Hatta geleneksel okul anlayışında ölçme ve değerlendirme sistemi de bunu destekleyerek çocukların hepsini aynı doğru kutusunun içini doldurmak için tüm performansını zorluyor. Elbette burada da eğitimci ve okulların başarısı da bu doğrular oranında ölçülüyor! Yaşasın şampiyonlar!?…
Örneğin geçtiğimiz günlerde gerçekleştirilen liselere giriş sınavının akşamında “şampiyon okullar” bu kutuları doldurmakta ne kadar başarılı olduklarını ilan ettiler. Bu durumda kutuya sığmayan, doğruluk şemalarına uymayan çocuklar başarısız mı oluyor? Oysa aynı çocuklar okul bitip de iş dünyasına atıldıklarında en büyük eleştirimiz ne? Risk ve inisiyatif almamaları, soru sormamaları… Hatta bu yüzden onlara şirketlerde “kutunun dışında düşünme” konulu eğitimleri veriyoruz… Bu sizce de büyük bir ironi değil mi?
Peki aileler ne yapıyor? “Çalış, iyi bir liseye git. Çalış, iyi bir üniversiteye git ve iyi bir işin olsun. Para kazan, mutlu ol'
Oysa bu denklem artık yalnızca çöp! İyi üniversite - iyi iş denkleminin yerini, bir çocuk yaratıcılığında çalışanlar için deneyimsel hayatın içinde öğrenme ortamları alıyor. Öte yandan kendi dünyasında sıkışmış ve kendisini gerçekleştirememiş ebeveynler, doğal olarak risk ve inisiyatif almak onların içine tıkıldıkları doğrular kutusunda olmadığı için, çocuklarını halen bu cehennem kutularına tıkmaya çalışıyorlar. Bugünlerde - hele de salgın sonrasında - okullardaki çocukları gözlemliyor musunuz?
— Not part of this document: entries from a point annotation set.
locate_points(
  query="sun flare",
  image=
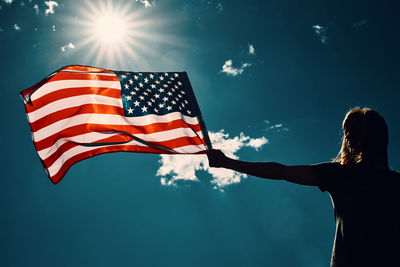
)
(110, 29)
(119, 34)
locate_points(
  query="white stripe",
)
(96, 136)
(89, 72)
(63, 84)
(56, 166)
(73, 101)
(108, 119)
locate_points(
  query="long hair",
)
(365, 138)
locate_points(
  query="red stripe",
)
(119, 148)
(84, 68)
(70, 92)
(70, 112)
(83, 76)
(171, 144)
(88, 127)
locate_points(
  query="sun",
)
(110, 29)
(117, 33)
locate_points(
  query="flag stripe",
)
(70, 112)
(84, 76)
(67, 132)
(67, 150)
(131, 148)
(71, 92)
(81, 68)
(96, 137)
(145, 123)
(51, 87)
(75, 101)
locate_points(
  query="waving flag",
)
(79, 112)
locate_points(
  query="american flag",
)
(79, 112)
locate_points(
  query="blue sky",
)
(273, 79)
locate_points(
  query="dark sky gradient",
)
(111, 210)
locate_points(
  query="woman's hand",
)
(216, 158)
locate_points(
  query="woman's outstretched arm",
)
(301, 174)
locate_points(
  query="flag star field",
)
(271, 80)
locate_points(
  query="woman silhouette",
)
(364, 191)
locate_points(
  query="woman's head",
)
(365, 138)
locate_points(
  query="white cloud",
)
(68, 46)
(230, 70)
(36, 7)
(278, 127)
(321, 32)
(178, 168)
(252, 51)
(50, 7)
(146, 3)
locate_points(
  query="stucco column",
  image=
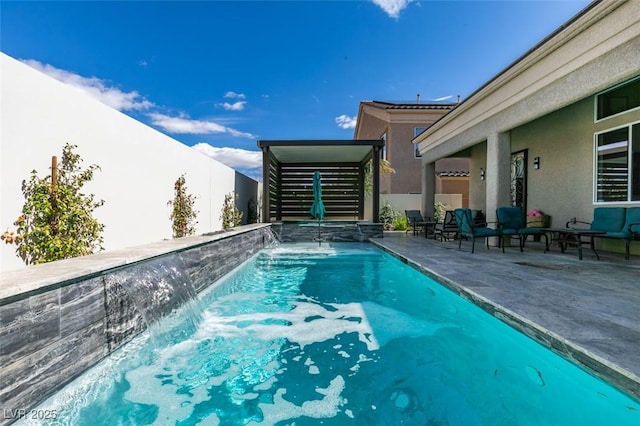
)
(428, 188)
(498, 174)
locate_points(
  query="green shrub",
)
(183, 214)
(400, 223)
(231, 216)
(438, 211)
(57, 217)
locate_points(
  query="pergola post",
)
(376, 184)
(266, 202)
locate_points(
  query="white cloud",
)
(236, 106)
(233, 157)
(392, 7)
(96, 88)
(185, 125)
(233, 95)
(346, 122)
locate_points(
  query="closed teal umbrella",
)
(317, 208)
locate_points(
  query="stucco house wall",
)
(545, 103)
(139, 165)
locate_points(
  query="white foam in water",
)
(310, 249)
(388, 324)
(326, 407)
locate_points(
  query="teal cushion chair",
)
(611, 220)
(511, 222)
(467, 228)
(618, 223)
(631, 228)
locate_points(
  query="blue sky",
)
(219, 75)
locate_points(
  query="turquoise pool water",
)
(342, 334)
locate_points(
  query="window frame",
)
(416, 151)
(611, 89)
(631, 147)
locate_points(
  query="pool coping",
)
(592, 363)
(36, 278)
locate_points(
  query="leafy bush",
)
(387, 214)
(57, 218)
(231, 216)
(439, 211)
(252, 216)
(183, 214)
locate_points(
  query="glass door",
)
(519, 180)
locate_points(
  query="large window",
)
(619, 99)
(416, 132)
(618, 165)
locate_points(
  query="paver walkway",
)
(588, 310)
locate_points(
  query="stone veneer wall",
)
(51, 335)
(329, 231)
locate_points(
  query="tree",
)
(57, 217)
(183, 214)
(231, 216)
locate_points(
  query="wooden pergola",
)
(288, 167)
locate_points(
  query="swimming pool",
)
(337, 334)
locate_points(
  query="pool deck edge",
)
(594, 364)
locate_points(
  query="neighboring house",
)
(397, 123)
(559, 129)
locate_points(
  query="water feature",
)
(338, 334)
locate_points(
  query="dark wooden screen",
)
(291, 189)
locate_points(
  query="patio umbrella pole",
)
(317, 208)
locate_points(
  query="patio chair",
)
(512, 223)
(446, 227)
(416, 221)
(467, 228)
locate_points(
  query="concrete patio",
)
(587, 310)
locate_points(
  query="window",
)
(416, 132)
(619, 99)
(384, 148)
(618, 165)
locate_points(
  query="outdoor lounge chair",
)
(618, 223)
(447, 227)
(416, 221)
(512, 223)
(469, 229)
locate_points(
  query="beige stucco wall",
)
(563, 186)
(564, 140)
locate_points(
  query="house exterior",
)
(138, 164)
(398, 123)
(559, 129)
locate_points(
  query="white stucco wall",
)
(38, 115)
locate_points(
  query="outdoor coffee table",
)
(569, 236)
(430, 228)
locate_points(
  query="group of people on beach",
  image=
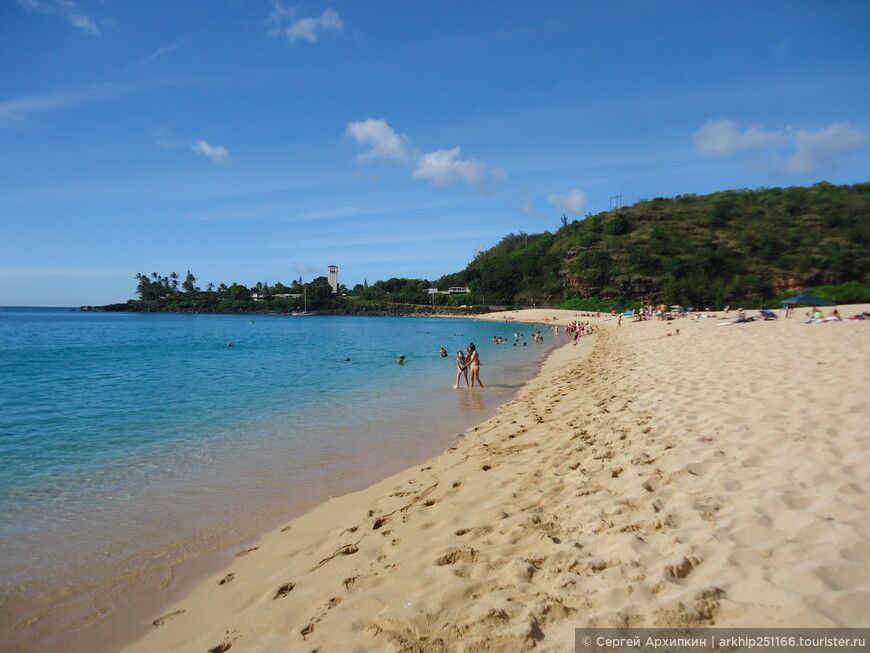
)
(468, 361)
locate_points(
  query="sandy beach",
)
(715, 478)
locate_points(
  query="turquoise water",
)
(133, 441)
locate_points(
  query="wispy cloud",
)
(21, 110)
(287, 22)
(814, 150)
(303, 268)
(166, 49)
(443, 168)
(573, 202)
(217, 153)
(66, 9)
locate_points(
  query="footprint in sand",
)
(162, 620)
(458, 555)
(284, 590)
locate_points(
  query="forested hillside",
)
(727, 247)
(731, 247)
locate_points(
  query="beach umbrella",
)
(807, 299)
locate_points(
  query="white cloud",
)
(217, 153)
(384, 142)
(724, 137)
(573, 202)
(305, 29)
(65, 8)
(442, 168)
(814, 149)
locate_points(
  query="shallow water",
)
(130, 442)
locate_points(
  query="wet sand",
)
(715, 478)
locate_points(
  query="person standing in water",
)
(461, 369)
(474, 365)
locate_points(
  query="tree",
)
(189, 285)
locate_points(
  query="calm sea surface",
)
(130, 442)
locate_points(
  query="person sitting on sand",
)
(461, 369)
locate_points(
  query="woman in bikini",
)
(474, 365)
(461, 369)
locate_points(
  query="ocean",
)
(131, 442)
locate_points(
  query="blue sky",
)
(258, 140)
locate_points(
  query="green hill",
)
(727, 247)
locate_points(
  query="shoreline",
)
(649, 481)
(498, 528)
(75, 626)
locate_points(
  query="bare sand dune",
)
(715, 478)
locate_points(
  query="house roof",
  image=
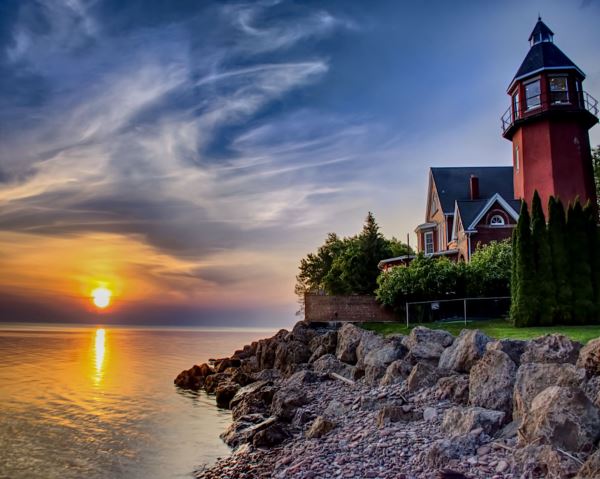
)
(453, 183)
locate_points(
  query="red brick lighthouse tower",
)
(548, 123)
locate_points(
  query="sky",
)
(187, 154)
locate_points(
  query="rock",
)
(591, 467)
(551, 348)
(388, 414)
(252, 399)
(330, 364)
(194, 377)
(225, 392)
(270, 436)
(533, 378)
(212, 382)
(429, 414)
(422, 376)
(543, 461)
(428, 344)
(466, 350)
(396, 372)
(461, 420)
(286, 401)
(491, 382)
(349, 337)
(288, 355)
(320, 427)
(589, 357)
(562, 417)
(513, 347)
(455, 388)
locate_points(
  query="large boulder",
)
(462, 420)
(513, 347)
(349, 337)
(533, 378)
(427, 344)
(491, 382)
(330, 364)
(589, 357)
(562, 417)
(466, 350)
(286, 401)
(290, 354)
(551, 348)
(454, 388)
(396, 372)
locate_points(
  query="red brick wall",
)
(354, 309)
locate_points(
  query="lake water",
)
(100, 402)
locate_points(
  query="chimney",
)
(474, 187)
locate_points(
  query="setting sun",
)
(101, 297)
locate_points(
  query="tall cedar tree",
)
(591, 218)
(557, 236)
(581, 271)
(545, 292)
(524, 306)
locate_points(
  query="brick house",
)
(547, 122)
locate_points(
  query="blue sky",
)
(190, 153)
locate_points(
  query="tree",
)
(557, 237)
(545, 292)
(523, 310)
(581, 273)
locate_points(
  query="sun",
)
(101, 297)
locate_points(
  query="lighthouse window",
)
(558, 89)
(532, 94)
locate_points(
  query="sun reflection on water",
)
(99, 352)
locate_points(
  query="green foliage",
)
(579, 257)
(557, 238)
(348, 265)
(545, 292)
(523, 310)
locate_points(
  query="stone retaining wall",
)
(352, 309)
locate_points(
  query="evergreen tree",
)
(557, 236)
(523, 306)
(545, 292)
(593, 232)
(581, 271)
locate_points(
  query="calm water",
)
(100, 402)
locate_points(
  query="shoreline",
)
(338, 401)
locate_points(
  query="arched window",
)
(497, 220)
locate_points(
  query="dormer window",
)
(559, 91)
(497, 220)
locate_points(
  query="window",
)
(497, 220)
(533, 94)
(559, 92)
(428, 242)
(516, 112)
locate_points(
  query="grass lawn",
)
(499, 329)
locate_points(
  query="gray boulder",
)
(330, 364)
(427, 344)
(589, 357)
(462, 420)
(513, 347)
(562, 417)
(533, 378)
(348, 339)
(551, 348)
(466, 350)
(491, 382)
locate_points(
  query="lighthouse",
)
(548, 123)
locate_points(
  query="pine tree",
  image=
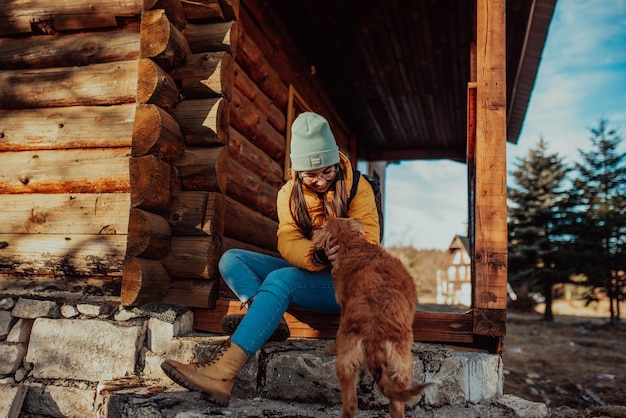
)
(598, 223)
(535, 203)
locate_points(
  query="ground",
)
(577, 361)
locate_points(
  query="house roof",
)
(398, 70)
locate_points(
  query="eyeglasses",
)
(328, 175)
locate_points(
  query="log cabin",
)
(140, 139)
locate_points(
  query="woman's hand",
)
(333, 252)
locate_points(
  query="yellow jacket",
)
(295, 247)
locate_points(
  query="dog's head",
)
(337, 230)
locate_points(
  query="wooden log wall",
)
(116, 151)
(142, 139)
(67, 108)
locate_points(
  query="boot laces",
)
(246, 303)
(216, 352)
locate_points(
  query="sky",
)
(581, 79)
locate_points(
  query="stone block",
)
(483, 375)
(88, 309)
(7, 304)
(11, 399)
(31, 309)
(20, 331)
(524, 408)
(184, 324)
(303, 376)
(6, 322)
(11, 356)
(90, 350)
(159, 335)
(59, 401)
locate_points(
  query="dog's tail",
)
(388, 389)
(377, 365)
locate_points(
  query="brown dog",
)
(377, 299)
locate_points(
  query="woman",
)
(319, 187)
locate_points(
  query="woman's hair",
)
(338, 208)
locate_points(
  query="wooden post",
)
(490, 246)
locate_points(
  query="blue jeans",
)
(275, 285)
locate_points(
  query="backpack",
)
(356, 176)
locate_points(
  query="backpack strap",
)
(356, 176)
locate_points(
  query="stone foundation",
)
(91, 359)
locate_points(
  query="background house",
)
(454, 280)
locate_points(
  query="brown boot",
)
(231, 322)
(214, 378)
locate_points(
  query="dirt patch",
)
(578, 361)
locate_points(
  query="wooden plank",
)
(149, 235)
(82, 49)
(213, 37)
(193, 213)
(193, 257)
(156, 86)
(230, 8)
(151, 180)
(253, 124)
(173, 9)
(97, 84)
(255, 160)
(144, 281)
(229, 243)
(204, 121)
(64, 14)
(161, 41)
(67, 127)
(246, 187)
(207, 74)
(91, 214)
(203, 169)
(205, 10)
(193, 293)
(70, 288)
(252, 59)
(247, 225)
(427, 326)
(62, 255)
(251, 91)
(65, 171)
(490, 246)
(156, 132)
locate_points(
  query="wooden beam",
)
(98, 84)
(490, 246)
(62, 255)
(161, 41)
(18, 16)
(81, 213)
(82, 49)
(419, 154)
(427, 326)
(65, 171)
(67, 127)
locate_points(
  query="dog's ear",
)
(321, 237)
(356, 225)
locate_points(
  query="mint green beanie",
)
(313, 144)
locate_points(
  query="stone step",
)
(297, 372)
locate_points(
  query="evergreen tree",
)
(598, 223)
(535, 208)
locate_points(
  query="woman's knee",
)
(228, 260)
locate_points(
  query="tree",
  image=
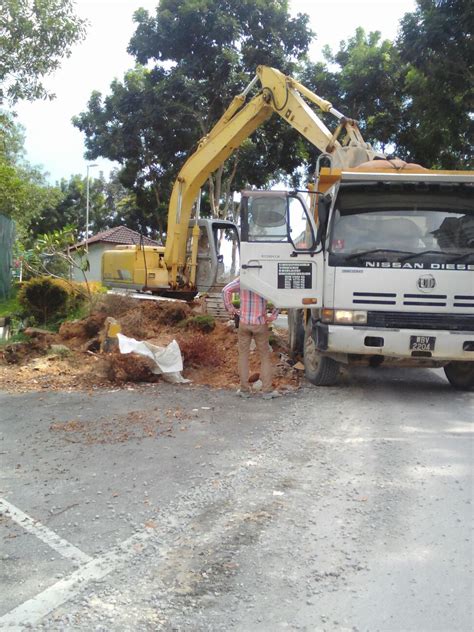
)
(435, 45)
(35, 35)
(24, 193)
(194, 57)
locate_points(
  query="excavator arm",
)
(172, 270)
(279, 94)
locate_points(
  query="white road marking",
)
(36, 528)
(30, 612)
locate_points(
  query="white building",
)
(106, 241)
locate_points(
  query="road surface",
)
(182, 508)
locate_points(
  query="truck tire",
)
(319, 369)
(295, 331)
(460, 375)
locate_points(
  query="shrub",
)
(45, 298)
(198, 351)
(204, 323)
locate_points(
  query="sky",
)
(53, 143)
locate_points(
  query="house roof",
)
(119, 235)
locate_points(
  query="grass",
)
(9, 306)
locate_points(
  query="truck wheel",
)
(319, 370)
(460, 375)
(295, 331)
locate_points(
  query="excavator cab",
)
(218, 255)
(281, 257)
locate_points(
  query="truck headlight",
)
(344, 316)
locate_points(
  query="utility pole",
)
(87, 204)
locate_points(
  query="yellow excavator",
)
(200, 254)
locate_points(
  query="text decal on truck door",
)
(295, 276)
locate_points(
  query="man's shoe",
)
(244, 394)
(271, 395)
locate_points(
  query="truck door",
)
(280, 259)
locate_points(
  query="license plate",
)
(422, 343)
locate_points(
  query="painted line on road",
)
(32, 611)
(36, 528)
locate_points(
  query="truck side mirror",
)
(324, 206)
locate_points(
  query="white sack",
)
(168, 359)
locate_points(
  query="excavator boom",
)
(173, 269)
(279, 94)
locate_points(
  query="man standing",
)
(253, 322)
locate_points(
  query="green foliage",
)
(45, 298)
(9, 306)
(435, 45)
(195, 57)
(35, 35)
(24, 193)
(204, 323)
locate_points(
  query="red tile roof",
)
(119, 235)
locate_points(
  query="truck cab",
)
(383, 272)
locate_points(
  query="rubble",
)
(210, 357)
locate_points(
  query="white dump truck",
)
(377, 269)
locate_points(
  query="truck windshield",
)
(433, 220)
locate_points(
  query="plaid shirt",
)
(253, 308)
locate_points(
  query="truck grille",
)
(417, 320)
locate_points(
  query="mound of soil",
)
(209, 359)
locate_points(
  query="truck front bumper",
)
(396, 343)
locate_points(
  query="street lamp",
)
(87, 204)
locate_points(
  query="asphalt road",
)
(181, 508)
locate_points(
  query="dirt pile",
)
(210, 354)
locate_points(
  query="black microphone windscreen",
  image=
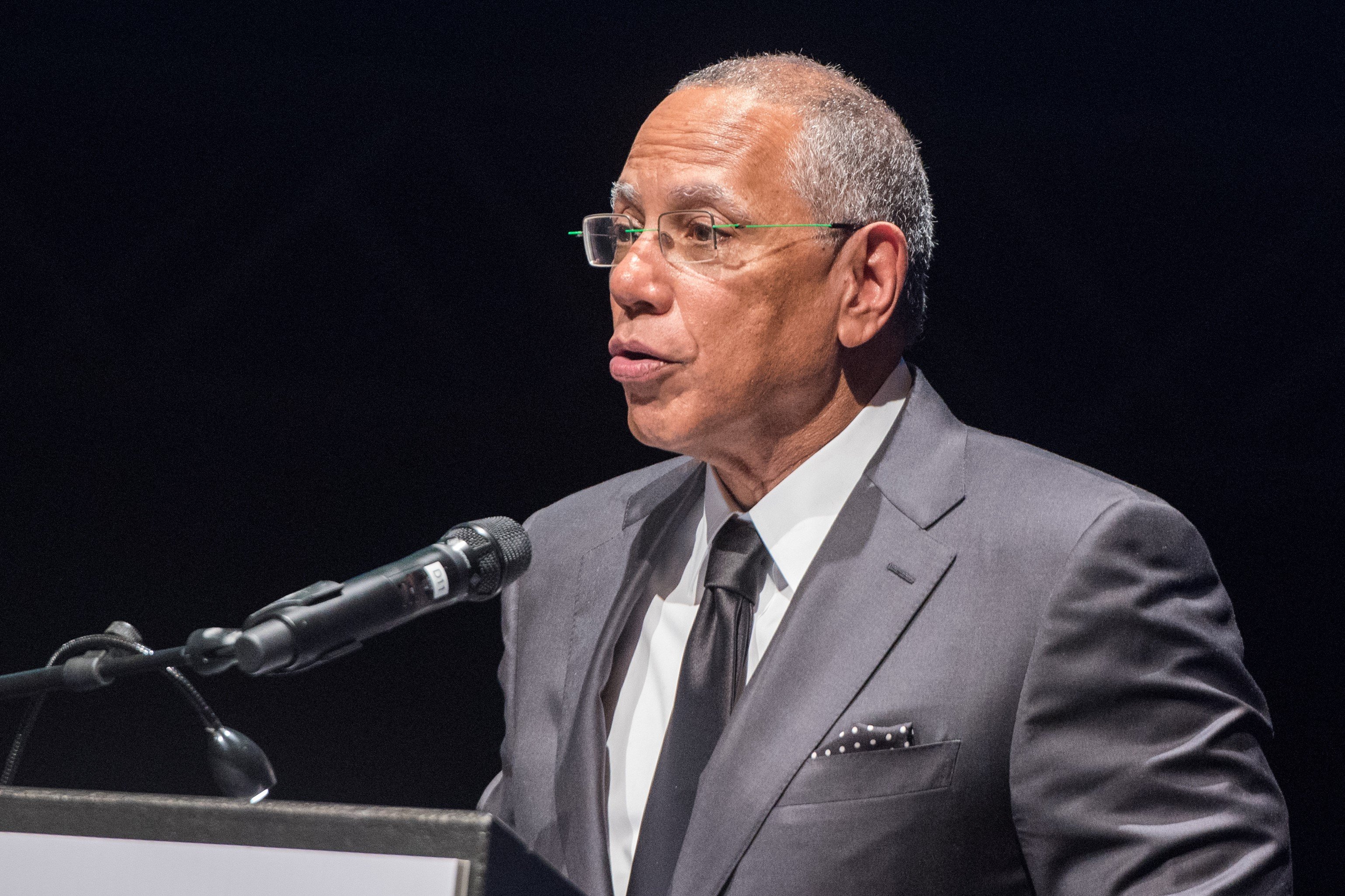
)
(513, 557)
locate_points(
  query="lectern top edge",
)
(498, 863)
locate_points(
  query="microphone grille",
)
(501, 567)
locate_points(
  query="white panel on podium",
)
(42, 864)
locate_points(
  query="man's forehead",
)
(707, 147)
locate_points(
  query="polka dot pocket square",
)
(860, 738)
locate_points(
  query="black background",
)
(287, 292)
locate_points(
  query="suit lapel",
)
(846, 615)
(611, 583)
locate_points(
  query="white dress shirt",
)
(793, 520)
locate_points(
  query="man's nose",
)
(639, 282)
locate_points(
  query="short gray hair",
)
(855, 161)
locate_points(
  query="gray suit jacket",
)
(1061, 641)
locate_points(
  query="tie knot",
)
(736, 560)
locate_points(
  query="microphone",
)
(472, 561)
(237, 763)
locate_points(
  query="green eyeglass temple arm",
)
(580, 233)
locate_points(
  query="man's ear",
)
(875, 264)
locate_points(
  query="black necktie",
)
(713, 669)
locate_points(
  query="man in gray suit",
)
(844, 642)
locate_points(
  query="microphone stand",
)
(208, 652)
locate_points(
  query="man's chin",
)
(658, 427)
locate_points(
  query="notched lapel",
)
(611, 580)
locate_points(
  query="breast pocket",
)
(865, 775)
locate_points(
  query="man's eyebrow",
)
(692, 196)
(697, 196)
(626, 193)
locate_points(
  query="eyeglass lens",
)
(685, 237)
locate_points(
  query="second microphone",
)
(474, 561)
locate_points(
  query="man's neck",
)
(751, 475)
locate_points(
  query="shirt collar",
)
(795, 517)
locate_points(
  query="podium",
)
(61, 841)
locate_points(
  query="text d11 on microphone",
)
(474, 561)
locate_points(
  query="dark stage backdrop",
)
(287, 294)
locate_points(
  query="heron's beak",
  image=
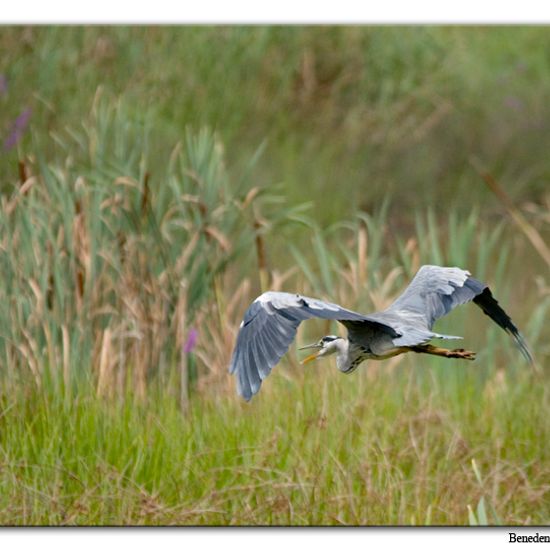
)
(309, 358)
(313, 356)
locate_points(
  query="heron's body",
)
(270, 325)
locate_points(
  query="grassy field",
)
(153, 181)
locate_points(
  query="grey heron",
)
(270, 324)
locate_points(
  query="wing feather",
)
(269, 327)
(434, 292)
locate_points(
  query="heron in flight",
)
(271, 321)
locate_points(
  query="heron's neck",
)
(342, 354)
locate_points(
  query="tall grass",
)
(130, 249)
(110, 416)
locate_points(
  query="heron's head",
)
(327, 345)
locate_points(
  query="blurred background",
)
(154, 180)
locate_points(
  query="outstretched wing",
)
(435, 291)
(268, 329)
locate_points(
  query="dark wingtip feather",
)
(490, 307)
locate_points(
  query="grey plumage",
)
(271, 321)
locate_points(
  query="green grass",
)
(315, 447)
(168, 175)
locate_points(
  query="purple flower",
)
(191, 341)
(18, 127)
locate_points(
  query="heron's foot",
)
(462, 354)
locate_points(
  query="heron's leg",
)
(442, 352)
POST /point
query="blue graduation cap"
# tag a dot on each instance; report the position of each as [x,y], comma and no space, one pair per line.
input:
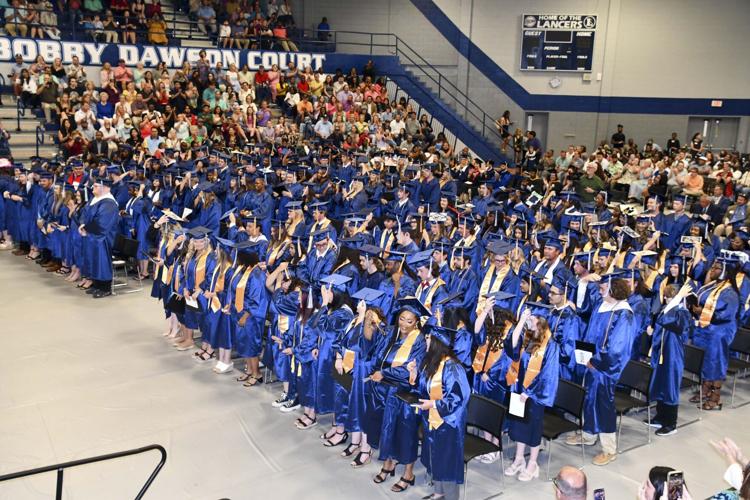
[199,232]
[320,206]
[369,295]
[337,282]
[413,305]
[500,296]
[258,247]
[226,245]
[554,243]
[539,309]
[444,334]
[420,259]
[370,250]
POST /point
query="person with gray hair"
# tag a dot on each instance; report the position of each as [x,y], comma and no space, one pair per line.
[570,484]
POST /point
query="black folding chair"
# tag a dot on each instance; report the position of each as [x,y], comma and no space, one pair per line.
[738,366]
[569,399]
[636,377]
[485,415]
[693,367]
[123,251]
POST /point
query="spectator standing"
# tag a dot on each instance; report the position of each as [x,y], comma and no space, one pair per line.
[618,138]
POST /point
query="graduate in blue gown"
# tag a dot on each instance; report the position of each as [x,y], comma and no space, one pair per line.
[716,314]
[98,231]
[398,436]
[444,393]
[565,325]
[251,315]
[534,375]
[333,321]
[610,329]
[285,291]
[673,328]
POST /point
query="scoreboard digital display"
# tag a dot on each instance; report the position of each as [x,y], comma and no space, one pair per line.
[557,42]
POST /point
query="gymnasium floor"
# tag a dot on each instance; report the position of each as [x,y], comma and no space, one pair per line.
[82,377]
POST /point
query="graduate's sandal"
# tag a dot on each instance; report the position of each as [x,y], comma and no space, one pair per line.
[350,450]
[330,443]
[398,488]
[383,475]
[359,462]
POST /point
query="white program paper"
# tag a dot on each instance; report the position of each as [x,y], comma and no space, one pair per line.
[583,357]
[517,407]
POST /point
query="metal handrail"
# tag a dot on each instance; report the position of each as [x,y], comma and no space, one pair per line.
[20,111]
[39,137]
[101,458]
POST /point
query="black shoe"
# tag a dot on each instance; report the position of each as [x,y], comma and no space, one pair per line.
[653,423]
[666,430]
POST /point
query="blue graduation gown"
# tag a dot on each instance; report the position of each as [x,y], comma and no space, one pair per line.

Sınıflara sığmıyorlar, içerikler iyice anlamsızlaştı ve belki de en önemlisi okul artık onlar için bir anlam ve beklenti kaynağı olmaktan çıktı.
Yetişkinlere son bir söz…
Sevgili yetişkinler lütfen hapsedildiğiniz doğrular kutusundan çıkın. Çocuklarınızı o cehennem kutuları için biçimlendirmek yerine, kutunun dışında düşünmeleri, inisiyatif ve risk almaları, yaratıcılık ve inovasyon becerilerini kullanmaları ve dünyanın yeni normlarına uyum sağlamaları için rol model olun, onları yüreklendirin.
Unutmayın ki dünyayı değiştirmeyi başaranlar, bunu dünyanın kendisine söylediklerini yaparak yapmadı!
Ülkemizde okul denen şey sadece ders ve sınavdan ibaret olmuş, robotlaştırılıyor çocuklar. Küçük yaşlardan itibaren strese sokuluyorlar. Halbuki okulda hayatı öğrenmeliler. Düşünmeyi, sorgulamayı, gezmeyi, yabancı dilleri öğrenmeyi ....
1. Çocuklar okullara başladığı andan itibaren özellikle aileleri, daha sonra okul ve öğretmenleri tarafından yarışmacı olarak yetiştiriliyorlar. Buda öğrenmekten çok ezbere dayalı bir sistem oluşturuyor. Aileler onun çocuğu şöyle, bunun çocuğu böyle diyerek, okullar bölgenin hatta şehrin en başarılı okulu olma derdiyle, öğretmenlerde okulun en istenilen hocası olma derdiyle çocukları bu hale sokuyorlar. Keza artık çocukların min. %75 i okula başladığında alfabeyi veya sayıları biliyorken biz hale onlara sıfırdan alfabe öğretmeye çalışıyoruz ve çocuk zaten bildiği şeyi tekrar gördüğü için okuldan soğumaya başlıyor.
Yazılanlara kesinlikle katılıyorum. İlkokul-ortaokul-lise yıllarımı ders çalışarak, derece yaparak, sınav stresiyle geçirmiş bir insan olarak şu an yaratıcılığımın sıfır olduğu, yeniliklerden korkan, risk almayan, başarısız, maddi kazancı çok düşük, basit bir işçiyim. İyi bir üniversitede iyi bir bölümden mezun olduğum halde hem de. Oğlumun okul başarılarını neredeyse hiç önemsemiyorum. Veli toplantılarında öğretmenine sorduğum ilk soru; "Mutlu mu?"